Grand Siècle (/fr/) or Great Century refers to the period of French history during the 17th century, under the reigns of Louis XIII and Louis XIV.

==Economy, politics and warfare==
Though primarily associated with Louis XIV's reign, the Grand siècle was notable for the development of art, music and literature already before the Sun King rise to power and historians usually date its beginnings with the start of Henry IV's reign in 1589. The effects of the end of the French Wars of Religion obtained by Henry IV (with the 1598 Edict of Nantes sanctioning religious peace between Catholics and Protestants) and, later, the impact of the Thirty Years' War, which made the Kingdom of France the dominant European power in place of a Spain exhausted by continuous wars were considerable.

This new dominant position, achieved by the middle of the 17th-century, was allowed through the newfound internal peace but also the careful management of the royal household and government by a succession of efficient kings and ministers throughout the century (kings Henry IV, Louis XIII and Louis XIV advised by ministers Sully, Cardinal Richelieu and Cardinal Mazarin).
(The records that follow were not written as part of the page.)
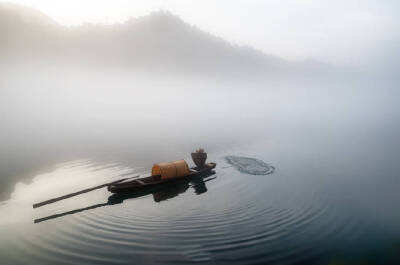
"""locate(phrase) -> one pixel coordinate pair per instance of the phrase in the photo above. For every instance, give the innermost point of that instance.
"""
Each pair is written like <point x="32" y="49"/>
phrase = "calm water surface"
<point x="333" y="199"/>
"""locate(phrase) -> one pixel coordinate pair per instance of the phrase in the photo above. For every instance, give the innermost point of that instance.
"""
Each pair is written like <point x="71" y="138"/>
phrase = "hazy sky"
<point x="339" y="31"/>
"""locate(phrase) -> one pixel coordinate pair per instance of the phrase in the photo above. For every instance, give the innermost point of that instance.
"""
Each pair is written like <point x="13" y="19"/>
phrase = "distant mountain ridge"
<point x="158" y="40"/>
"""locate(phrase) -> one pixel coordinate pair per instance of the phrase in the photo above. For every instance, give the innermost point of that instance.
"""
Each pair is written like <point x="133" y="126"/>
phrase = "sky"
<point x="338" y="32"/>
Louis XIV's personal reign, under an absolutist stance from 1661 onwards, definitively quelled the rebellion of the upper aristocracy, thanks to the construction of the Palace of Versailles, where the court was relocated, and created a powerful state apparatus, through the work of effective ministers of state such as Colbert and Louvois who reformed many policies. Hailing from families of secondary nobility and fiercely loyal to the king, they developed trade, manufacturing, the navy and French colonies according to the economic theories of mercantilism.

France's territorial acquisitions during Louis XIV reign.

In the military field, several generals succeeded one another at the head of the royal armies throughout the century, such as the Grand Condé, victorious in the 1643 Battle of Rocroi, which marked the decline of the Spanish tercios and the advent of line infantry, the great strategist Viscount Turenne, renowned for his strategic troop movements and maneuvers (he was Napoleon Bonaparte's most admired general); and, under Louis XIV, the Marshals of Luxembourg, Vendôme, and Villars.

Across the 17th-century, France experienced a military expansion of its borders to the north, east and south with the conquest of Spanish Roussillon, part of Flanders, German-speaking Alsace, and Spanish-held Franche-Comté, at the expense of the Habsburg monarchy. At the beginning of the 18th century, France, which had been surrounded by Habsburg-ruled states since the end of the 16th century, succeeded in placing a member of the Bourbon royal family on the Spanish throne, the Duke of Anjou, a grandson of Louis XIV, who became Philip V of Spain, fulfilling the objective that had governed a good part of its foreign policy during the previous century.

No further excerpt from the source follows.